AsValueSlice returns a []cty.Value representation of a non-null, non-unknown value of any type that CanIterateElements, or panics if called on any other value.
In the latter case, we see an example of helping callers to succeed: the definition of what is iterable is complicated, and so cty also offers a method CanIterateElements so that a program that cannot assume a particular type can instead succinctly detect that and handle it, avoiding the panic.
It is important to note that this design doesn't prevent a program from panicking. It is possible to use the library incorrectly by failing to guarantee the correct type before calling AsValueSlice. The design tradeoff here is to provide convenient functions to ensure user input is valid early in the program, allowing for more direct code (with fewer conditional branches) in the "middle" of the program, which is likely to be the most complex part of the calling program and where readability is most important.
In programs like the above where the expected structure is known at compile time and it is only the values that vary, cty also allows a different approach of converting directly to specific native Go types during the input phase, allowing the Go compiler to ensure correctness:
In this case we can do even more of the validation up front, and so the rest of the program need not worry about type-related panics at all.
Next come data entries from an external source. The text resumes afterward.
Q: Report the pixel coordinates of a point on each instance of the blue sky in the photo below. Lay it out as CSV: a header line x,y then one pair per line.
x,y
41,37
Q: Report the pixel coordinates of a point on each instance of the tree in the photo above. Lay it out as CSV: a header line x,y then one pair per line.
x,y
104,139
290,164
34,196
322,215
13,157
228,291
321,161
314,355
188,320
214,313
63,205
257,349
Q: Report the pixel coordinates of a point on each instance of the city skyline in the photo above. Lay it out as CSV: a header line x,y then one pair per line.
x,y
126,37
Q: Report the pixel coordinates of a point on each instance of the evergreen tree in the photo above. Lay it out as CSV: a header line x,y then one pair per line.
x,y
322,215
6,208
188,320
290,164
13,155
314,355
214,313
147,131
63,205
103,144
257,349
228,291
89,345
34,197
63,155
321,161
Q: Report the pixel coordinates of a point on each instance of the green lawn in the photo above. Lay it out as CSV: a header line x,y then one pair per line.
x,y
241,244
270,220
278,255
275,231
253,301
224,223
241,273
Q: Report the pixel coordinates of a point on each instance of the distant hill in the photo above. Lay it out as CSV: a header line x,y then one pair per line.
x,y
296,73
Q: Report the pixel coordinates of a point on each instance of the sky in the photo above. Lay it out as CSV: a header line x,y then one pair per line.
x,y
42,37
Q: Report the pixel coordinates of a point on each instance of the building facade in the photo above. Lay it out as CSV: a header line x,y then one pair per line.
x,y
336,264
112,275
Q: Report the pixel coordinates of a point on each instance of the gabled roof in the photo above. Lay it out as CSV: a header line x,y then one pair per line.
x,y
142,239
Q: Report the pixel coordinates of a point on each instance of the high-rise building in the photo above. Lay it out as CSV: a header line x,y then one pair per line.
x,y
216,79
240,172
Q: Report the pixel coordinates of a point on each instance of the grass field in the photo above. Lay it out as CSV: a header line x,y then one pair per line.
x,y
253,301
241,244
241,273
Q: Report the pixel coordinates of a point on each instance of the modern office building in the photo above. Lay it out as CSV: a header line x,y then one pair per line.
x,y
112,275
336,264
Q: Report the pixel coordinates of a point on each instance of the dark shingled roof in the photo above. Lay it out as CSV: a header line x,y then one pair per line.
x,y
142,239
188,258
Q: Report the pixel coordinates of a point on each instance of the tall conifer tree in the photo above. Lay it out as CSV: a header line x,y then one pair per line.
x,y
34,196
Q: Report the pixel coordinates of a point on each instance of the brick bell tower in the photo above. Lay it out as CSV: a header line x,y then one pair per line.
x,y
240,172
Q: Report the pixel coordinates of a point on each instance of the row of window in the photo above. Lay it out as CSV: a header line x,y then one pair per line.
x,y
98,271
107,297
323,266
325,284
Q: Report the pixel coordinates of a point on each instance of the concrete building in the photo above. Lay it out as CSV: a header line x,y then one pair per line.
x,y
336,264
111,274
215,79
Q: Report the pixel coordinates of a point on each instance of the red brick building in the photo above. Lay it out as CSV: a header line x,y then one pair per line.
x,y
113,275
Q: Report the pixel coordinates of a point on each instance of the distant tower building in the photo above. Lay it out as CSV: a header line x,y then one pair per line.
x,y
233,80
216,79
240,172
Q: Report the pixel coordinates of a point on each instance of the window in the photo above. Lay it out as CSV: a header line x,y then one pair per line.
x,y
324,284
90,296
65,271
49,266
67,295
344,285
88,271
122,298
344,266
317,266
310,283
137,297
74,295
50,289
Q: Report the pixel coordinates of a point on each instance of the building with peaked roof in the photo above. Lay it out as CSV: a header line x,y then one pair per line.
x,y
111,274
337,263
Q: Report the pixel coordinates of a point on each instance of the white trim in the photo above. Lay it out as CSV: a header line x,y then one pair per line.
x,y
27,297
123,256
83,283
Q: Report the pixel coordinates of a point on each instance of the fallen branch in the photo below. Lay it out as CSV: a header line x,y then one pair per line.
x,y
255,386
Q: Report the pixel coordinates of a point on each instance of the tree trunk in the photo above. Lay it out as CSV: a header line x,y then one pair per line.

It may still have other panics to worry about, of course!
The API design of cty is not perfect by any means. In practical use I've found that it's easy for callers to allow null values in input but forget to handle them later: this is actually true of the first cty example above — it would panic if given [null] as input — and yet only an expert user of this library would spot that bug, and it is unfortunately a case likely to be missed during testing. Although it's an error on the user's part to provide null, it's a bug in the program that it isn't handled gracefully. (The second example actually fixes this by decoding into a Go type that cannot be nil, but that fix is by luck more than by care in this case.)
Do Panic?
As we've seen in previous sections, while returning error values is the primary way to handle errors in a Go library, there are also some situations where a panic can be appropriate in conjunction with other design work to create an API that is ergonomic and easy to use correctly.
Through thoughtful API design, we can reduce the cognitive overhead of error handling and improve readability by separating the concern of fraught interactions with the environment from the more predictable business of computation.
On the other hand, mistakes in API design — as with the modelling of null in my library cty — can create traps where users of your library can readily create incorrect programs, leading to crashes.
The decision of whether a particular problem is an error or a bug is always contextual and subjective: it is one of the many tradeoffs we must make when designing the API of a library and, in a broader sense, the overall architecture of a program.
The suggestions in this article can be summed up with an API design truism: good API design encourages correct usage, through careful application of language features, idiom, and documentation. Poor usage or over-usage of error values in an API will discourage callers from handling those errors carefully due to the increase in code complexity, while poor usage of panic will lead to software unreliability.
I hope this article will equip the reader with a good set of questions to ask when designing APIs, and that even if you disagree with some of my conclusions here — which I expect and welcome — you can do so knowingly, having considered all of the available options and their effects.